The "Solidaritätslied" ("Solidarity Song") is a revolutionary working song written between 1929 and 1931 by Bertolt Brecht, and set to music by Hanns Eisler. It was written against the background of World War I, the Great Depression, and the social issues caused by the Industrial Revolution that were explored in Brecht's 1932 film Kuhle Wampe in which the song also appeared.

== History ==
Two versions of the text exist, both written by Brecht. The better known version is the second, written during the Spanish Civil War, which is more abstract and ideological. The first version is more closely tied to the film Kuhle Wampe where the melody is used frequently. Similarly, it features in the 1932 orchestral Suite No. 3 Kuhle Wampe, Op. 26. In 1932, the song was first performed with the collaboration of several working-men's choirs. The song spread quickly in the final months of the Weimar Republic, particularly at sporting events.

== Structure and score ==
The text used in the film differs in parts from the second version. E.g. the following verse is only in the film:

Kommt heraus aus eurem Loche,
das man eine Wohnung nennt.
Und nach einer grauen Woche
folgt ein rotes Wochenend!

Come out of your hole
that one calls accommodation,
and after a grey week
follows a red weekend.

In Eisler's setting, in D minor, the first four syllables of the word "Solidarity" are repeated on the same pitch (a "D" above a subdominant G minor chord), while the final syllable of the chorus is sung one semitone (half step) lower, a C over a dominant A major chord. The final four bars of the song's coda repeat this chord change, ending on the dominant instead of the more natural return to the tonic, leaving the end of the song open, both musically and textually:

Wessen Morgen ist der Morgen,
wessen Welt ist die Welt?

Whose tomorrow is tomorrow,
whose world is the world?

The melody uses the BACH motif; the four notes are heard on the first beats in the bars 1, 2, 5, and 6. Eisler composed in 1934 a Prelude and Fugue on B–A–C–H for string trio, Op. 46.

== Versions ==
The text has been translated into multiple languages. The best known version was performed by Ernst Busch, who also appeared in Kuhle Wampe.

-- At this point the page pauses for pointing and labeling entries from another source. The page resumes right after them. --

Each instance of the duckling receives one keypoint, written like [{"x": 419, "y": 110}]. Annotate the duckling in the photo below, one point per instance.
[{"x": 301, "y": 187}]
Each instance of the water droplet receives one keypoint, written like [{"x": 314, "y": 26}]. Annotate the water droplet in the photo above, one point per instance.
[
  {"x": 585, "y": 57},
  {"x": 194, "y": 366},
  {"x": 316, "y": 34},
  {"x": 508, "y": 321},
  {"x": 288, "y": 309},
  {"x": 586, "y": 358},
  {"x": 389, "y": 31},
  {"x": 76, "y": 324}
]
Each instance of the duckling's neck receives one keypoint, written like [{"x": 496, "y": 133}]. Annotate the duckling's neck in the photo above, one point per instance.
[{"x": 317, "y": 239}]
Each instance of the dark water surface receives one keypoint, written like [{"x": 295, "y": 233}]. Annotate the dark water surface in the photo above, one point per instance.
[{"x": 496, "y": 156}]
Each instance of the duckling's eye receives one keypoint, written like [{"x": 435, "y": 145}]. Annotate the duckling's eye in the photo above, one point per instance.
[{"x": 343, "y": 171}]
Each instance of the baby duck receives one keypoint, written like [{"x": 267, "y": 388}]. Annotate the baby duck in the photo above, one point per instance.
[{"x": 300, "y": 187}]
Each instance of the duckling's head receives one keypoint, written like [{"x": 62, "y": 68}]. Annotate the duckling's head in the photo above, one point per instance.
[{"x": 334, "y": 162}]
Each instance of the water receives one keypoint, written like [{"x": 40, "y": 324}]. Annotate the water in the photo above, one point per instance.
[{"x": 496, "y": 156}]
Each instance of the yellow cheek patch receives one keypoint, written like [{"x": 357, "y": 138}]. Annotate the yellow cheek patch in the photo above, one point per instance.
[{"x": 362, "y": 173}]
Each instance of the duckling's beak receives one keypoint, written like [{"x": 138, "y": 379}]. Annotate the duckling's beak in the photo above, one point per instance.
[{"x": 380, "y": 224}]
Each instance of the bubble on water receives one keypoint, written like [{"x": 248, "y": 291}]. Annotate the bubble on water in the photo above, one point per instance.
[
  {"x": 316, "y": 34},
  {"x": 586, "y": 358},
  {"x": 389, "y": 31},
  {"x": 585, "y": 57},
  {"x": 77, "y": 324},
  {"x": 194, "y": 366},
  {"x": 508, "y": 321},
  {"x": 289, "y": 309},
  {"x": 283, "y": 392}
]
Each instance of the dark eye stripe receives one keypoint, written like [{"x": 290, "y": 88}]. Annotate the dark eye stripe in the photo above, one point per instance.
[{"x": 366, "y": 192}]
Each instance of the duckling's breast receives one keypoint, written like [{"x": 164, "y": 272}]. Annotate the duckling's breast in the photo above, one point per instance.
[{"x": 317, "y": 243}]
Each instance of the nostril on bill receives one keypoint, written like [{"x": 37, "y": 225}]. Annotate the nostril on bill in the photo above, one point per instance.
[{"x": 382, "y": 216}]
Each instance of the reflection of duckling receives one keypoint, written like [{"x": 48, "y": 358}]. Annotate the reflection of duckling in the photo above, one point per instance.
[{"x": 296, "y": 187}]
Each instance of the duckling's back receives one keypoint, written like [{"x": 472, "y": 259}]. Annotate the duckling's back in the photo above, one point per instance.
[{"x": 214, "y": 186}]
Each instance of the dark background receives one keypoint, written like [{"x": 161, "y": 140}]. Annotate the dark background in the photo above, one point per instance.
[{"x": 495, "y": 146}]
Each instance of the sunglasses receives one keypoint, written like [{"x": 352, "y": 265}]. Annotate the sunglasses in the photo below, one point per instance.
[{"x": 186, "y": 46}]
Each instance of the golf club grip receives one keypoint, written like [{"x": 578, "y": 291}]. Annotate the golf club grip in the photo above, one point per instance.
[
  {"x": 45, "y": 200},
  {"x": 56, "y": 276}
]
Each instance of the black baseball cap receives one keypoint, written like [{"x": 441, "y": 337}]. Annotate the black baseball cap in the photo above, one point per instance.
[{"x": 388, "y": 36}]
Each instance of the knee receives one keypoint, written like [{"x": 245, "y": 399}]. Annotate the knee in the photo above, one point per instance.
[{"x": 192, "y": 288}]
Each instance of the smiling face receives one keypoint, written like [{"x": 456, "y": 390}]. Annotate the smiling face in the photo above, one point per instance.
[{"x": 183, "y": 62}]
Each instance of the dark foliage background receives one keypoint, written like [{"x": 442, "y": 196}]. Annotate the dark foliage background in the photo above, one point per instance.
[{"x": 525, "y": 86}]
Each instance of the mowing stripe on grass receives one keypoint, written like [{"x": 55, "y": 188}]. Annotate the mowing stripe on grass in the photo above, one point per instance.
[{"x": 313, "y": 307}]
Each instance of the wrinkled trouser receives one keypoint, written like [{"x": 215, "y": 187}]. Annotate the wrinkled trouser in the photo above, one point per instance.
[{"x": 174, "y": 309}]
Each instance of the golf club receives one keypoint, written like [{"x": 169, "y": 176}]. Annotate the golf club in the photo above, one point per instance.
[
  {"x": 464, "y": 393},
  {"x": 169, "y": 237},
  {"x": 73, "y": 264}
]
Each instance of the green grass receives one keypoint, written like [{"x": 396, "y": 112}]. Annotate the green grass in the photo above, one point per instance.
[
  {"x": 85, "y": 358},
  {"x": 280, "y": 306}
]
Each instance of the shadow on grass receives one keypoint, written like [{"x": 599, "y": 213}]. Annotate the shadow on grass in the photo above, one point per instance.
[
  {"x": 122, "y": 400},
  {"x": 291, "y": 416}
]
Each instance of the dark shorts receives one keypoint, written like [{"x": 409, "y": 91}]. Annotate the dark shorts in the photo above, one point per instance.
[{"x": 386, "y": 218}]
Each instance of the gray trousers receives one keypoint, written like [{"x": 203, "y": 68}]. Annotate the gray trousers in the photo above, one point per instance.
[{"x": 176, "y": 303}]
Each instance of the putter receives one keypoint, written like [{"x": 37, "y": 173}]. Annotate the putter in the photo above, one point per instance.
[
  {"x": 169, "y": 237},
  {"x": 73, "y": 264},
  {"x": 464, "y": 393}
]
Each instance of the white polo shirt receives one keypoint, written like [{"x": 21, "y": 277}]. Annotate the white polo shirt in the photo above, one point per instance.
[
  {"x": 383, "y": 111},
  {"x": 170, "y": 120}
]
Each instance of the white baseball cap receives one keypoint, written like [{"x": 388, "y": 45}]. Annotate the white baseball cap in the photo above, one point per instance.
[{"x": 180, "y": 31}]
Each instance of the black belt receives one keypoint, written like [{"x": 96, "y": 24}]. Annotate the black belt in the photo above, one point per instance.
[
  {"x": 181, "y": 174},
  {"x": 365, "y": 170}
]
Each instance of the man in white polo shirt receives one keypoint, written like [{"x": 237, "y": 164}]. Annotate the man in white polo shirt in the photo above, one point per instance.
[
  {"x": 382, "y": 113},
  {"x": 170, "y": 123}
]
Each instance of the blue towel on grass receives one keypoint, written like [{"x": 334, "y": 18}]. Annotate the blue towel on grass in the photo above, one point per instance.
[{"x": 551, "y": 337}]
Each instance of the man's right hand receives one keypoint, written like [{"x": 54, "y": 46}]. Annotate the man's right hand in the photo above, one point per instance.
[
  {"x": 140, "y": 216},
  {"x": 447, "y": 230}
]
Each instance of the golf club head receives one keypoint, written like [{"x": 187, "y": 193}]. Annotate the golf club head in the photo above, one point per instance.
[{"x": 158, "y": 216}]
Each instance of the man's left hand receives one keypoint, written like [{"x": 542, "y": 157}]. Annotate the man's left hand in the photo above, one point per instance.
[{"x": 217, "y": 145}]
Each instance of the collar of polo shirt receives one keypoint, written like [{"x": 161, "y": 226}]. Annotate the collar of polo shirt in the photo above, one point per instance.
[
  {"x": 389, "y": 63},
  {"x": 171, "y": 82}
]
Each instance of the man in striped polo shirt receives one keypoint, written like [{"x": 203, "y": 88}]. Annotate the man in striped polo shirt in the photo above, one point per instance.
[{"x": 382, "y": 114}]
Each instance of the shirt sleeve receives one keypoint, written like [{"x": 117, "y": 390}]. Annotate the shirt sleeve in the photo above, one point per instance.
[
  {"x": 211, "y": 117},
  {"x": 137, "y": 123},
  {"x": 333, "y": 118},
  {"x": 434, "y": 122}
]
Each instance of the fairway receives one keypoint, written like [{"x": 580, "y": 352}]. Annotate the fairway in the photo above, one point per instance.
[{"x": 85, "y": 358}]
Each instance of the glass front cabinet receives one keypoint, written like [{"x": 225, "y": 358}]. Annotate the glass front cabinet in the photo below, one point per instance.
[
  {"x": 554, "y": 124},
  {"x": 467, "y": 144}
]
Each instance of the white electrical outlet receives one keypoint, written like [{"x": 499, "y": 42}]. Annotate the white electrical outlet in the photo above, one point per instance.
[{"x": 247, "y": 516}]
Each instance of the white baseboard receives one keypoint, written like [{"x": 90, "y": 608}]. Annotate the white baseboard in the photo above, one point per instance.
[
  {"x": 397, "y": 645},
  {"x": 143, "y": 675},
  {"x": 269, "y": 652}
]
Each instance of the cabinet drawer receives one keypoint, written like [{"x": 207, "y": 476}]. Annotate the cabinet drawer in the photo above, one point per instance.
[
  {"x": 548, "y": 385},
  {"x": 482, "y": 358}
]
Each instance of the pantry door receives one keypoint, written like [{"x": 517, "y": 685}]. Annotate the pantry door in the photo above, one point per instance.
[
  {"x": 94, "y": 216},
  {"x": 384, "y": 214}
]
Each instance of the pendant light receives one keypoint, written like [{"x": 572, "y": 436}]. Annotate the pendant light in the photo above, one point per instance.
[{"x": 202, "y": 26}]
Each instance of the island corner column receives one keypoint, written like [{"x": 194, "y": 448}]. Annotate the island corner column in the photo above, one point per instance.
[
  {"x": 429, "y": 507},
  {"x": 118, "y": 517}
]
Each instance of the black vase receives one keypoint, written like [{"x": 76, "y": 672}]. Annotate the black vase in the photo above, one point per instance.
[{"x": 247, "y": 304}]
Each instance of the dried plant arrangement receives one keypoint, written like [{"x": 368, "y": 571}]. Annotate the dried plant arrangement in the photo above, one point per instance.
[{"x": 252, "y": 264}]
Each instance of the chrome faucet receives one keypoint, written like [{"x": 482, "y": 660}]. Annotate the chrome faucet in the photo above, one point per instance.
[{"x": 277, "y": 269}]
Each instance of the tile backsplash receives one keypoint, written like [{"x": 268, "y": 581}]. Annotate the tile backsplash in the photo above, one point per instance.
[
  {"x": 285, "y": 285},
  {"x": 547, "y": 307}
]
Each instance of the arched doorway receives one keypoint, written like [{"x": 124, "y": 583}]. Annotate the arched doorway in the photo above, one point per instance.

In 1961, a group of noted East German composers produced the joint composition Orchestervariationen über Eislers Solidaritätslied ("Orchestral variations of Eisler's Solidarity Song"). Among these were Andre Asriel, Fritz Geißler, Herbert Kirmße, Günter Kochan, Siegfried Köhler, Dieter Nowka, Joachim Werzlau and Ruth Zechlin, some of whom were students of Eisler.

Frederic Rzewski's 1975 piano composition The People United Will Never Be Defeated! cites the "Solidaritätslied" at variation 26.

The final two bars were used as an interval signal by the East German broadcaster Stimme der DDR.